12. Governing Law and Dispute Resolution. The agreement is governed by, and will be construed in accordance with, the laws of State of Utah and the United States of American (without regarding to their choice of law or conflict of laws principles). Customer and SPI agree that this agreement is predominately for the performance of services, not for the sale of goods, and further agree that the United Nations Convention on Contracts for the International Sale of Goods will not apply to their agreement. If any term of this agreement is found to be unenforceable, the remaining terms will remain in effect. The failure of either SPI or Customer to exercise any rights under this agreement will not be deemed a waiver of such right except as agreed in writing or as otherwise set forth in this agreement. In the event Customer and SPI cannot resolve any claim or dispute between them arising out of or related to the services, deliverables, project or this agreement through direct negotiation, such matter shall be subject to arbitration in accordance with the Commercial Arbitration Rules of the American Arbitration Association. Such arbitration proceedings will be held exclusively in Sandy, Utah, USA before a single arbitration, and the prevailing party (as determined by the arbitrator) will be entitled to recover from the other party all costs incurred in resolving the dispute, including reasonable attorneys’ and expert fees and the costs of arbitration. The arbitrator’s award shall be final and may be entered as a judgment in any court with jurisdiction.

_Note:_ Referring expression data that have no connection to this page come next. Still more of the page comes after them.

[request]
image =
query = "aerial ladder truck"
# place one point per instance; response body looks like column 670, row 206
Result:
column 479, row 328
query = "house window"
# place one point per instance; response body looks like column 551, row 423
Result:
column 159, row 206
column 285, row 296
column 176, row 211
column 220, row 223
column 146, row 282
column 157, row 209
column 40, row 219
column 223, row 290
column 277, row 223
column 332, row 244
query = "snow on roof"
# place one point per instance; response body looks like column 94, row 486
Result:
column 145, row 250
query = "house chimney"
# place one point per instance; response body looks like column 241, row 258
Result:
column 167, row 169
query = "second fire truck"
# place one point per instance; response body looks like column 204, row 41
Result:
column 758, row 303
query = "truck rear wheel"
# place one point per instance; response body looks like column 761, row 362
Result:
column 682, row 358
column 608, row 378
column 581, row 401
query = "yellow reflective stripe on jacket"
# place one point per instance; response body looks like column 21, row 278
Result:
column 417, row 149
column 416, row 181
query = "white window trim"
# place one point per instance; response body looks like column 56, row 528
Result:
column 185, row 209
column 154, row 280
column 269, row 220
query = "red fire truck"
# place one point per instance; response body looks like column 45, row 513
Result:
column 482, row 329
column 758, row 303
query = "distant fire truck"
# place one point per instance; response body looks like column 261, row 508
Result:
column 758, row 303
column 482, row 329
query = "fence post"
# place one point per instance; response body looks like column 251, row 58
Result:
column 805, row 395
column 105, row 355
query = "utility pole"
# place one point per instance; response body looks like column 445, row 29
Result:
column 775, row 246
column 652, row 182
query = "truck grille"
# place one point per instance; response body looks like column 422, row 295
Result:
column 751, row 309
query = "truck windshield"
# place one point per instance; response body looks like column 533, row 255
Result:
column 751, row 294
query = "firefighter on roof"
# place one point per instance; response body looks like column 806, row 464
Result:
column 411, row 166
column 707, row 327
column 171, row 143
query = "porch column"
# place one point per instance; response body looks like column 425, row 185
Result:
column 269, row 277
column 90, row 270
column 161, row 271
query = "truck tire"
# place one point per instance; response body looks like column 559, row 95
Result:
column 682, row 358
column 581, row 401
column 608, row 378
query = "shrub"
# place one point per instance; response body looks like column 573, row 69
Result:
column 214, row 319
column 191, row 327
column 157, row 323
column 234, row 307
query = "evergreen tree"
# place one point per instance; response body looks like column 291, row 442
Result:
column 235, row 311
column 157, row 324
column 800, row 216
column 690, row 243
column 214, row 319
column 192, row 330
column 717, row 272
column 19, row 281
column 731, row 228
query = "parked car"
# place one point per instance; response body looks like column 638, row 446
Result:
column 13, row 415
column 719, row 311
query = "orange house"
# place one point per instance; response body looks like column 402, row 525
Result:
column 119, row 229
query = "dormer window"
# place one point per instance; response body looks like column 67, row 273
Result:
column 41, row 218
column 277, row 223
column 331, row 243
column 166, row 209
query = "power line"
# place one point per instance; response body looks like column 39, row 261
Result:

13. Limitation on Recruiting. To the extent permitted by law, except as otherwise authorized in advance in writing by SPI, Customer will not directly or indirectly solicit the employment of, or attempt to establish a contract or work relationship with, any SPI employee involved in the performance of this agreement during the term of this agreement and for one year following the completion of all services and delivery of all deliverables for the project; provided, however, that such limitation will not restrict Customer from making general employment solicitations through media that is not targeted at SPI’s employees.